Este conjunto de ações (estudar, conviver, ajudar) servirá de suporte aos companheiros transgêneros no enfrentar dos desafios graves que se lhes apresentam. Encontrando apoio e acolhimento no centro espírita, um irmão transgênero poderá aliviar-se das lutas incessantes e alimentar-se espiritualmente de carinho e boa vontade para aceitar-se e prosseguir vivo, seguir em frente criando significados para a sua existência. Uma verdadeira terapêutica preventiva do suicídio. Os irmãos que estagiam na experiência trans precisam também, como todos nós outros interessados na Doutrina Espírita, de aconchego e orientação, das luzes do Espiritismo para entender a própria encarnação e angariar reflexões e forças. Abraçado pelo grupo espírita, sentirá esse fluxo amoroso a nutrir sua alma, sentirá acolhido e tratado com dignidade, respeitado em sua individualidade, e por isso mesmo mais propenso a querer continuar encarnado. O aspecto Consolador do Espiritismo se define na proposta imortalista e reencarnatória, e deve se efetivar na convivência amorosa e inclusiva dos movimentos espíritas. Contribuiremos muito para a prevenção do autocídio dos transgêneros caso sejamos mais cuidadosos no trato com estas pessoas em nossas atividades.

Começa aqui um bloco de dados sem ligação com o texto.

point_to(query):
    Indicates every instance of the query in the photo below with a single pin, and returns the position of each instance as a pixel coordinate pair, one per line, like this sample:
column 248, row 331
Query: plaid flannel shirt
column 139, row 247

Precisamos levar a sério as considerações do Espírito Bernardino2: Sim, vossas provas devem seguir o curso que Deus lhes traçou, mas conheceis esse curso? Sabeis até que ponto elas devem seguir, e se vosso Pai misericordioso não determinou ao sofrimento deste ou daquele vosso irmão: “Tu não irás mais longe”? Sabeis se a Providência não vos escolheu, não como instrumento de suplício para agravar os sofrimentos do culpado, mas como bálsamo consolador que deve cicatrizar as chagas que a sua justiça havia aberto? Portanto, quando um de vossos irmãos for atingido, não deveis dizer: “É a justiça de Deus, é preciso que siga o seu curso”, mas sim afirmar: “Vejamos que meios nosso Pai misericordioso colocou ao meu alcance para aliviar o sofrimento de meu irmão. Vejamos se as minhas consolações morais, meu apoio material, meus conselhos poderão ajudá-lo a atravessar essa prova com mais força, paciência e resignação. Vejamos, mesmo, se Deus não colocou em minhas mãos a forma de fazer cessar esse sofrimento; se não foi dado a mim, também como prova ou talvez como expiação, acabar com o mal e em seu lugar colocar a paz”. (Grifos nossos.)

 

Notas:

1 - Realizada em parceria com o Instituto Brasileiro de Transmasculinidades (IBRAT), a pesquisa contou com 242 pessoas de todas as regiões do Brasil. As informações foram colhidas por meio de um questionário estruturado. A faixa estaria é predominante de 18 a 24 anos (41%), seguida de 25 a 34 anos (24%), 14 a 17 anos (22%), 35 a 49 (9%), 45 a 54 (3%) e mais de 65 anos (1%).

2 – O Evangelho segundo o Espiritismo, capítulo V, item 27.


Referência bibliográfica
:

MOREIRA, Andrei. Transexualidades sob a ótica do Espírito imortal. Belo Horizonte: AME, 2017.

 

Gabriel Lopes Garcia, de Juiz de Fora (MG), é trabalhador voluntário no Instituto de Difusão Espírita da mesma cidade.